Surely this is unacceptable to every American committed to a safe and prosperous future.
The next president needs to provide a clearer understanding of how he or she will prepare the US for a 21st Century in which local issues are tied to global developments, global trends can have local implications, and the country’s international authority will confront Asia’s newfound clout. With this in mind, here are five questions that should be posed to the presidential candidates:
1. Big construction firms and technology companies such as Microsoft, IBM and Cisco Systems already have huge campuses in India. Now we see Asian companies acquiring valuable US-owned assets – witness India’s Tata Group’s proposed acquisition of Jaguar and Land-Rover from Ford.
Do you see foreign investment and acquisitions in America as a positive development or a potential peril?
2. America once defined free trade for the new global economy, but many Americans are now using demands for “fair trade” to impose reactionary and protectionist trade policies.
As Democrats suggest renegotiating NAFTA, Asian countries are watching with increasing trepidation. South Korea, in particular, is left to wonder whether or not the US is serious about pursuing similar trade agreements with one of Asia’s strongest economies and one of America’s oldest regional allies.

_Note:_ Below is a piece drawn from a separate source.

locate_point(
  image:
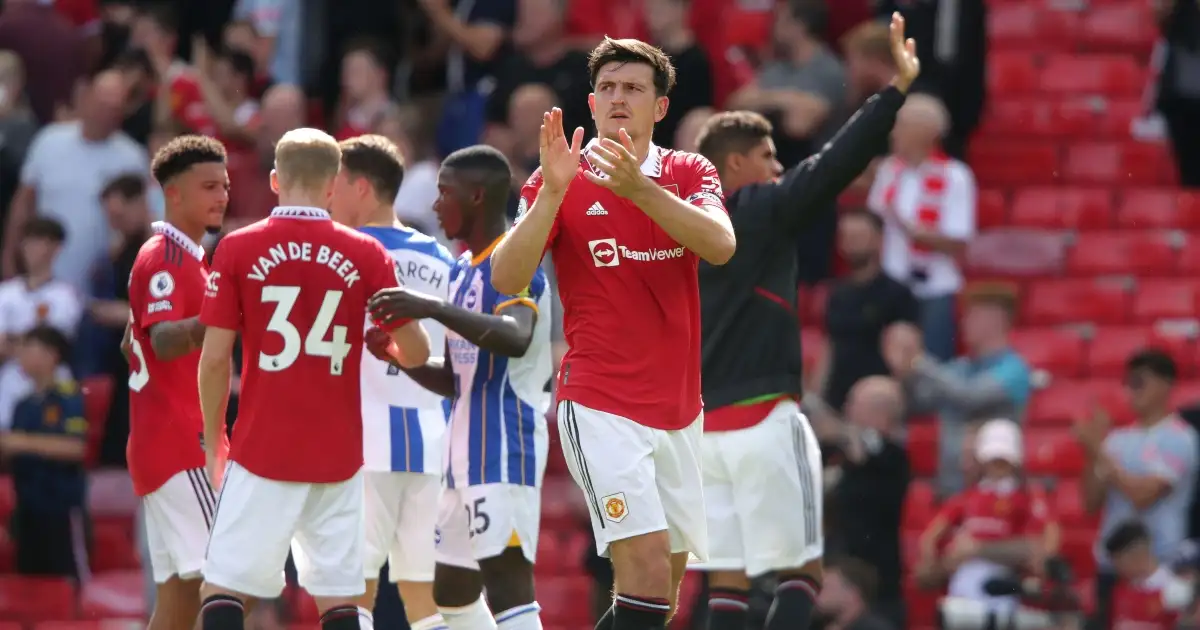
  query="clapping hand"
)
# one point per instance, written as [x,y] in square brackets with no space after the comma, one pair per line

Will you back – or back away from – free trade pacts with Asia?
3. The US invasions of Iraq and Afghanistan, regardless of their relative merits, have unquestionably poisoned America’s standing among Asia’s 900 million Muslims, from Pakistan to the Philippines and all points in between.

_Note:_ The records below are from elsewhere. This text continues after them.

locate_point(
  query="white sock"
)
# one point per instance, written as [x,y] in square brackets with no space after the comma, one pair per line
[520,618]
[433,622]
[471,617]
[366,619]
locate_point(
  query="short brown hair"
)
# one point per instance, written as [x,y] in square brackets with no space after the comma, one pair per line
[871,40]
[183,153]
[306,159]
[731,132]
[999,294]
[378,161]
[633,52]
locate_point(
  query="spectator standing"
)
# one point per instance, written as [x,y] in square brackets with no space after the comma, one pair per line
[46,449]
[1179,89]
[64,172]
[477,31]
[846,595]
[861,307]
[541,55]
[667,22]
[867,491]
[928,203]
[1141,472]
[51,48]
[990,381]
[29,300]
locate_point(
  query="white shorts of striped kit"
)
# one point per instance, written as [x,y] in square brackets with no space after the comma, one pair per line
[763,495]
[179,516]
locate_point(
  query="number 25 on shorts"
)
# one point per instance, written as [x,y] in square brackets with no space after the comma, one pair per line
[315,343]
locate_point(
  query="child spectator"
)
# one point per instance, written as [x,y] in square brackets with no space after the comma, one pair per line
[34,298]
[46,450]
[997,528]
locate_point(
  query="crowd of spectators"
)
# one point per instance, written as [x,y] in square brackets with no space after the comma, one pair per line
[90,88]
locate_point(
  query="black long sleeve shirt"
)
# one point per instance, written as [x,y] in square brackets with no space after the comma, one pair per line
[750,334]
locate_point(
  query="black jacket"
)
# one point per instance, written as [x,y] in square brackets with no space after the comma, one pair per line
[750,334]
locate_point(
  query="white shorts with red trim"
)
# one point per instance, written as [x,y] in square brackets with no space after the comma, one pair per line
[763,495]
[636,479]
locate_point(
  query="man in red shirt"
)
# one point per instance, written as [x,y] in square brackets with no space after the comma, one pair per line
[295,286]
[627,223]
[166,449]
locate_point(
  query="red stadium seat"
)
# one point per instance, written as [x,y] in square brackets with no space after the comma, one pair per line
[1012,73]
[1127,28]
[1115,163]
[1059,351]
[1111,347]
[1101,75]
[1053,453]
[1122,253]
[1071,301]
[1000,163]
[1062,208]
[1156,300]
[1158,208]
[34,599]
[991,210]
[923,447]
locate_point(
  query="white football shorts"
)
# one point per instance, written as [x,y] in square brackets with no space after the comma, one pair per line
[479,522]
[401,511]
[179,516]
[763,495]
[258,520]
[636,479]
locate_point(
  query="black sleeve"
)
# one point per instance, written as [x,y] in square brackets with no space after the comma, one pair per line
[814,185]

A 2006 Pew poll found that support for the US in Indonesia, the world’s most populous Muslim country, has plunged to around 30%.

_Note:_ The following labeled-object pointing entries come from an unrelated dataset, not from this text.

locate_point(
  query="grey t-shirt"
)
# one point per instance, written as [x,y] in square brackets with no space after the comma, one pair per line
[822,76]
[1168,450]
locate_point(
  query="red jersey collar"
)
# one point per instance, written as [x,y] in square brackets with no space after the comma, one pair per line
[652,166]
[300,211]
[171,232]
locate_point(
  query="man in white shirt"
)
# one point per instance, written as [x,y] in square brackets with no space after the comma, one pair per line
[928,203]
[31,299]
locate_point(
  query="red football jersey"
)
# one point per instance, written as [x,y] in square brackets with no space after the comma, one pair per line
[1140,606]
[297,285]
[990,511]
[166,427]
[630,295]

How will you engage Muslims in Asia, and how will you garner support at home for stronger ties with Muslims around the world?
4. The Asia Society recently co-presented a new study that showed American 15-year-olds’ science proficiency ranked 25th out of 30 countries tested, and lagged far behind their peers in Japan, South Korea and Hong Kong.
Meanwhile, US colleges and universities are struggling to attract the best and brightest minds from abroad, because those students – and their professors – are increasingly being denied US visas or subjected to entry delays.
Business leaders, such as Microsoft’s Bill Gates, have also complained about shortages of skilled workers, and have called for large increases in “H1-B” visas, which allow professionals to work in the US for short periods of time.
How will you help American students compete globally, while ensuring a level playing field at home for talented foreign students and workers?
5. Both China and India are demanding concessions from the US before they will even consider caps on greenhouse-gas emissions.
Are you willing to sacrifice some economic growth domestically – or conversely, are you willing to jeopardise relations with China and India – for the sake of the environment?
America’s next president must re-engage with Asia not as an afterthought, and not as a corollary to the “war on terror,” but as a central component of a roadmap to a safe and prosperous future. – Project Syndicate

Note: Vishakha N. Desai is president of the Asia Society.